07 January 2013

The Battle of the Labyrinth/The Last Olympian

So, having read 3/5 of the Percy Jackson series, I still had the last two books to read.  Thence, the Overdue Reads project.  I'll try not to spoil these two books too much if you haven't read them.

Poor Percy is starting a new school at the beginning of The Battle of the Labyrinth - as is usual.  His mom's new boyfriend, Paul, teaches there and he meets Rachel Elizabeth Dare again.  And fights off some empousai who've been sent to kill him - which is about normal, too.  Soon he's back at Camp Half-Blood, training with the new teacher Quintas, and finding an entrance to the Labyrinth.  Annabeth receives the Quest (and the prophecy, of which she withholds a part) and leads Percy, Grover, and Tyson into the Labyrinth to find its Creator, Daedalus, with the hope that he can help them stop Kronos.

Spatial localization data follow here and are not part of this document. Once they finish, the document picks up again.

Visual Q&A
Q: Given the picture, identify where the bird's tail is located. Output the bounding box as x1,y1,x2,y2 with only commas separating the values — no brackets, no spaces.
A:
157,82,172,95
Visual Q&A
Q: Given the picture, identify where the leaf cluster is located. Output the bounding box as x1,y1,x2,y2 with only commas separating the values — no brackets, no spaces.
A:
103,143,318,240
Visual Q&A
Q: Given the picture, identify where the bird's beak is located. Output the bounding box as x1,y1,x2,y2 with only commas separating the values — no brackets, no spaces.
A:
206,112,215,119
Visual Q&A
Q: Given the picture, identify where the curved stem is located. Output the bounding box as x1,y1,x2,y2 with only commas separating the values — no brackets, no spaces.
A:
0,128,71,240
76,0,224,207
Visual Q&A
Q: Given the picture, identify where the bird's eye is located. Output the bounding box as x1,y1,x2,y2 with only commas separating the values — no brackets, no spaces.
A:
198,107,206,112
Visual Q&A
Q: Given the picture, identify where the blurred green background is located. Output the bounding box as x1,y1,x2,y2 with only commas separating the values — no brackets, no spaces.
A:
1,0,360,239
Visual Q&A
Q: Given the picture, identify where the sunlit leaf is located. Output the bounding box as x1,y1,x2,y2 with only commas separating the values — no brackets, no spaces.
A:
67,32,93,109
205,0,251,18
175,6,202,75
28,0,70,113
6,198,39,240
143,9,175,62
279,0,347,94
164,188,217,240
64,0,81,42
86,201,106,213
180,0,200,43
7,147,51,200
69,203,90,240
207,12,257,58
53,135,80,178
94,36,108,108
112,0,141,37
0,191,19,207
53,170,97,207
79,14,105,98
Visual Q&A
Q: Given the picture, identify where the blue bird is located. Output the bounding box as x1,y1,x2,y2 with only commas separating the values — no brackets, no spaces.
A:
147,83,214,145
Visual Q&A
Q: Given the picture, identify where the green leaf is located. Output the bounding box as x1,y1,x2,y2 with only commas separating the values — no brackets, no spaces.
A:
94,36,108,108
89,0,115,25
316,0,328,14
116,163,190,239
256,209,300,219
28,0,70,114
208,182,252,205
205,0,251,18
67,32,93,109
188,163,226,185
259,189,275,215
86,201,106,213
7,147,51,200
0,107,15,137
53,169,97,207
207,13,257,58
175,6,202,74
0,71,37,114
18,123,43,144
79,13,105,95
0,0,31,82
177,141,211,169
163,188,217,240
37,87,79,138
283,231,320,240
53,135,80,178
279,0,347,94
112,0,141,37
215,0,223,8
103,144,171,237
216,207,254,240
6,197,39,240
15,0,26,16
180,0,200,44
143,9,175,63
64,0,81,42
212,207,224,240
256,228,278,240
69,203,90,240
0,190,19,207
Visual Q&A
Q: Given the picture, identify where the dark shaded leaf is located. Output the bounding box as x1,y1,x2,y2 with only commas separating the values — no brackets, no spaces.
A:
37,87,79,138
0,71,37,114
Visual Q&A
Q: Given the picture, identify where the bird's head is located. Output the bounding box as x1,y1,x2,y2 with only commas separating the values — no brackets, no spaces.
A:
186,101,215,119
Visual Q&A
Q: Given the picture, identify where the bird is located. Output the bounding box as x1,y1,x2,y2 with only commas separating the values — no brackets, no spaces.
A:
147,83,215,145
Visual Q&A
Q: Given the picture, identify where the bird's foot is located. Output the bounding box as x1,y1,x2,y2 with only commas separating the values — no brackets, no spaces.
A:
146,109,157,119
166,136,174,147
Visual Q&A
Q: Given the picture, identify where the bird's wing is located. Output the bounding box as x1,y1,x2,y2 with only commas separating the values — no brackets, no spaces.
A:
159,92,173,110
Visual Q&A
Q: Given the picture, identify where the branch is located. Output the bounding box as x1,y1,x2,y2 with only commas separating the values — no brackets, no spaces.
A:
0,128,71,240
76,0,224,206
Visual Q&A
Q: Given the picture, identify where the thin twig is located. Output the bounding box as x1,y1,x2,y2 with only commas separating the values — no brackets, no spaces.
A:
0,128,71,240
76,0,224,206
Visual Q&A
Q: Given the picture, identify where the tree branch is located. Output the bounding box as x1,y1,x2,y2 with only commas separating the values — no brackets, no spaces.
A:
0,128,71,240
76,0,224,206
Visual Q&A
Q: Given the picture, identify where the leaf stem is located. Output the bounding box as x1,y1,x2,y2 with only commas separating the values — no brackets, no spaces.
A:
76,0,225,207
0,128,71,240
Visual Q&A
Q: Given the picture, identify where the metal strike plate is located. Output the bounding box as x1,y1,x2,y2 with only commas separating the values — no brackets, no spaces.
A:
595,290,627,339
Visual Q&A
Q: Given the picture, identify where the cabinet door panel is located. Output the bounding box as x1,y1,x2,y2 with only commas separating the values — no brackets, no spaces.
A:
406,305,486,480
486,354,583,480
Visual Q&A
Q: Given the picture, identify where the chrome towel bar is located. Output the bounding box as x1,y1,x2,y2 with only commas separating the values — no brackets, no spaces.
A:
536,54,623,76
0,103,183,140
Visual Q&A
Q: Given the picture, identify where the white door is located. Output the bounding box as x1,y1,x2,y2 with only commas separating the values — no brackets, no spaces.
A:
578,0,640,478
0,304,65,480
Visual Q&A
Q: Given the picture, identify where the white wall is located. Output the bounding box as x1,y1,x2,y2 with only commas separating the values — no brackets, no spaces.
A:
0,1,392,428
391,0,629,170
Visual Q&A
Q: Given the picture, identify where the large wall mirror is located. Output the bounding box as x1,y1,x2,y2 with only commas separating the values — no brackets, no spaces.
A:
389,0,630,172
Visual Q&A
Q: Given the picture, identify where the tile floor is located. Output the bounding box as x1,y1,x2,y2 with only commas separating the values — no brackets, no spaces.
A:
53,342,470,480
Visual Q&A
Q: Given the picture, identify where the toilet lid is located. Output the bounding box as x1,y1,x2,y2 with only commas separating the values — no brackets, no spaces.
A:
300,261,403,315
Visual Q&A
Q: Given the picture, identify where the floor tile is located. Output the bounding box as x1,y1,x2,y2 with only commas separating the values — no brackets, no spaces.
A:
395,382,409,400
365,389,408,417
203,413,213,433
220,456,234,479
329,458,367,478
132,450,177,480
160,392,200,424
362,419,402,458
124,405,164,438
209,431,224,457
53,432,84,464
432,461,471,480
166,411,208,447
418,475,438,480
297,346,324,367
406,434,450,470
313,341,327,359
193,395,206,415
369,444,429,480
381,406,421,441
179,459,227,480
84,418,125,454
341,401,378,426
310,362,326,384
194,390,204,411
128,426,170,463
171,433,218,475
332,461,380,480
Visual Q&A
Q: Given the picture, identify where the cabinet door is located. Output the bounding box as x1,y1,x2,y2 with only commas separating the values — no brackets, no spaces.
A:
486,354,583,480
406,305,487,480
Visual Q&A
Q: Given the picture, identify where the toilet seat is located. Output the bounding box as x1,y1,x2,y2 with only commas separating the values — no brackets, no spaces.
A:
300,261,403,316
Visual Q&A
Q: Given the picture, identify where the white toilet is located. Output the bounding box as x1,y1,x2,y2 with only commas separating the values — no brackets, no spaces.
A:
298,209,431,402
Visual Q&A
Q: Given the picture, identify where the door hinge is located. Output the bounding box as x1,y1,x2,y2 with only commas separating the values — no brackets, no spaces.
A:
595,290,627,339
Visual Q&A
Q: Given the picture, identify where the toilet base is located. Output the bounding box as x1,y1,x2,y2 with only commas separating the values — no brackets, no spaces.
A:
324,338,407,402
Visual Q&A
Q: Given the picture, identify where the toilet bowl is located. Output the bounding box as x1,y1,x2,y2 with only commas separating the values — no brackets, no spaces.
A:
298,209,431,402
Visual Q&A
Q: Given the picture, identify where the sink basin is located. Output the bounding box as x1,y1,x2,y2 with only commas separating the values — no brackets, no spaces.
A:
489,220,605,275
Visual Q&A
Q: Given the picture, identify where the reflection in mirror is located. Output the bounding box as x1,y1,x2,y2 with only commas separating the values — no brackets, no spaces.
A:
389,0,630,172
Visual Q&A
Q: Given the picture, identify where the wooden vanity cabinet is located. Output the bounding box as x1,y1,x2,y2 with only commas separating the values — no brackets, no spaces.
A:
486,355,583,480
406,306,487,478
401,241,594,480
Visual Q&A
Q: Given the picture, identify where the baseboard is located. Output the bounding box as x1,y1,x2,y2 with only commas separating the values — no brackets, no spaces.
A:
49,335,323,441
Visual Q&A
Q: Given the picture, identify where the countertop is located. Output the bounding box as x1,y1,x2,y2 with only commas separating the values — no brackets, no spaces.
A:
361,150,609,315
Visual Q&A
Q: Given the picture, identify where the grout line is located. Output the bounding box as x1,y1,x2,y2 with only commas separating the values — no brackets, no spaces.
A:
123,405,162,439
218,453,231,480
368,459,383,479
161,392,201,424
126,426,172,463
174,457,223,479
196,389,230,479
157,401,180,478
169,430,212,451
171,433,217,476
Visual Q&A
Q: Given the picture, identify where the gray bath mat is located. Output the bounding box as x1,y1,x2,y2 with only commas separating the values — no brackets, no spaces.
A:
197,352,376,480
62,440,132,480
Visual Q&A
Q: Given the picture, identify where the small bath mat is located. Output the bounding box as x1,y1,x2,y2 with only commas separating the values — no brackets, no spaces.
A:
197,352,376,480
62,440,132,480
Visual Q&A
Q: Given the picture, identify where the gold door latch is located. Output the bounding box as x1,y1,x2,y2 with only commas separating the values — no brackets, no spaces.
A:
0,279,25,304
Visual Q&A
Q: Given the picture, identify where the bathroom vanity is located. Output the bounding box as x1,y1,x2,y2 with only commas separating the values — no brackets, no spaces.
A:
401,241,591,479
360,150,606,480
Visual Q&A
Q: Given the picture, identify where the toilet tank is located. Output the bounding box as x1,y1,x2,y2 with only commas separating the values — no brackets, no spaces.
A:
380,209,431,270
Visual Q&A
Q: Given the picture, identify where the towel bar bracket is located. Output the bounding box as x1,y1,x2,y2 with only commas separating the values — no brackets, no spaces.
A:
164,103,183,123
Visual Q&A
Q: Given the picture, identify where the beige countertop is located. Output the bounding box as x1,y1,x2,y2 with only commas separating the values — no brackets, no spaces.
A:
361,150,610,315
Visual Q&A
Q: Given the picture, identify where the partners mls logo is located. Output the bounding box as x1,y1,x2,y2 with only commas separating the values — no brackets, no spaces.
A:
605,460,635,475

The Labyrinth is such a great convention - it is constantly changing, dimensionally amibivalent, and full of traps.  Even if you back up and reverse direction it isn't the same.  It leads to a breeder of mythological animals (and an Augean stable), a death match, a long-lost god, and a reunion with Luke.  Or is it Kronos?

The Last Olympian starts as Percy and Beckendorf attempt to scuttle Luke/Kronos's ocean liner.  Well, it turns out there is a traitor among the Camp Half-Blood faction and Beckendorf pays the ultimate price when he sets off the bombs.  His death is yet another set-back for the Campers who are facing division in the ranks when Clarice and the Ares cabin withdraw their support in protest of a division of spoils.  Meanwhile, Annabeth and Percy's relationship is strained by his friendship with Rachel.  They must ovecome everything to mount a defense of Manhattan and Olympus.

There are such great overtones from The Iliad in the conclusion to the series: a conclusion to a long-standing war, a spat over war spoils leading to a sit-out of needed manpower, a doomed masquerade to lead that faction into battle, and a final fight between enemies.  The revelation of the "last" Olympian was so clever, I really didn't see it coming.  I also like the history and outcome of the Oracle because it all ties up in the outcome of the battle.

Riordan did a great job tying up the series.  I'll be going on to read the Heroes of Olympus books but not right away - I've got other Overdue Reads to finish.